Today, at least 24 people lost their lives in UP’s Auraiya after a collision between a truck and a lorry.

Which brings me to my point: Someone has to figure out that HOW. 

Before more lives are lost in these cruel journeys, before people forget where they even came from, before it’s too late.

At this point, some might say it is too late already. And that won’t be incorrect.

Right now, the migrant workers have been abandoned by the country which didn’t treat them very well in the first place.

The government isn’t doing enough and the lawmakers have raised their hands, putting the onus back to the states. 

Which is irresponsible considering what has happened so far.

What makes the situation worse is lack of empathy. Making a comment on the Aurangabad accident in which 15 migrant workers lost their lives after being run over by a goods train, the SC said:

How can anyone stop this when they sleep on railway tracks?

Let me give some perspective on this. 

You know what happens when you don’t have money to stay in a big city and no transport to go back home?

You walk. Hungry. Without sleep. In scorching heat. For hours.

You know what that does to people?

It weakens their senses, forcing them to sleep wherever they can. Even a railway track. 

They don’t weigh in the risks because they can’t. Also, when someone is constantly made to believe that their life isn’t important – they sometimes tend to believe it. Obviously nothing matters much then.

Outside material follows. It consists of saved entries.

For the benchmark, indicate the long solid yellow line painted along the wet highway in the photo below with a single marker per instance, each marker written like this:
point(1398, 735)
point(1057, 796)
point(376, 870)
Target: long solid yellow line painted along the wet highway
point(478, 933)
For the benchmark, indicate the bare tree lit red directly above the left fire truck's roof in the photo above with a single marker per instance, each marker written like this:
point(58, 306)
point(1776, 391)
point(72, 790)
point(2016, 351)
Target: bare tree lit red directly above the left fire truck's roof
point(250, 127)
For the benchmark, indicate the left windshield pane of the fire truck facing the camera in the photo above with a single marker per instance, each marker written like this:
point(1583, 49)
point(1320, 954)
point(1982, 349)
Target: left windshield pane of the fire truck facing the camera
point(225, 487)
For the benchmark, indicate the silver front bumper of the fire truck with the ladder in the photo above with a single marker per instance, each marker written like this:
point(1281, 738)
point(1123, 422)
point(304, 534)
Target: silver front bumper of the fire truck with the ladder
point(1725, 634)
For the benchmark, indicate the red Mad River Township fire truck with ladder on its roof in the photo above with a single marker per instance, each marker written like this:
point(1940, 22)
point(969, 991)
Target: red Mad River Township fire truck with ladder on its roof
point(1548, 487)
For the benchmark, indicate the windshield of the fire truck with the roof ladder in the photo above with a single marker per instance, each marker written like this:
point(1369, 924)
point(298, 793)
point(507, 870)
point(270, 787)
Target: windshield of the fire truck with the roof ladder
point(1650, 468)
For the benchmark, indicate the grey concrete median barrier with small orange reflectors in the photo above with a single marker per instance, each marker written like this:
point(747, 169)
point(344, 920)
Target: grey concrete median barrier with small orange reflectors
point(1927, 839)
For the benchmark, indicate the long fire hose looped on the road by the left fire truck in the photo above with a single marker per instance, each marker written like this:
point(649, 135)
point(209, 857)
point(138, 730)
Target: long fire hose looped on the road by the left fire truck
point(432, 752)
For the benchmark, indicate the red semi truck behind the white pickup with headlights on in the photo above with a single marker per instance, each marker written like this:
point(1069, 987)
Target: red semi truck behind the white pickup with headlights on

Not to mention the fact that they probably didn’t know that some trains were still running. They don’t have access to information because no one cares about communicating things to them.

But of course, the question comes back to that HOW.

Sad that we can’t even give our people dignity in death. That also somehow becomes their fault. It’s the price one pays for being poor.

In this connection, there has been one narrative often quoted by people in power: We are trying, they have to be patient.

Well, clearly they are not trying enough.

In case it is not known, one serving of khichdi received after hours of standing in a queue doesn’t qualify as a meal and roadside cannot be called ‘shelter’.

So ‘patience’ is an audacious choice of word here.

They are supposed to trust the government after this apathy? They are supposed to have confidence in law when it couldn’t protect them from being harassed?

They have no choice in the matter, which says something about a country which has been constantly bringing its people back from different parts of the world.

If those missions can be executed but migrants can’t be sent home within the country, then it must be impossible right?

Is it impossible?

Hunger, exhaustion, exorbitant ticket prices, diseases: These are just few of the many things migrants are fighting on a daily basis and often losing their lives to. 

And it makes me wonder how the government and the lawmakers will look at themselves in the mirror when all of this ends. HOW?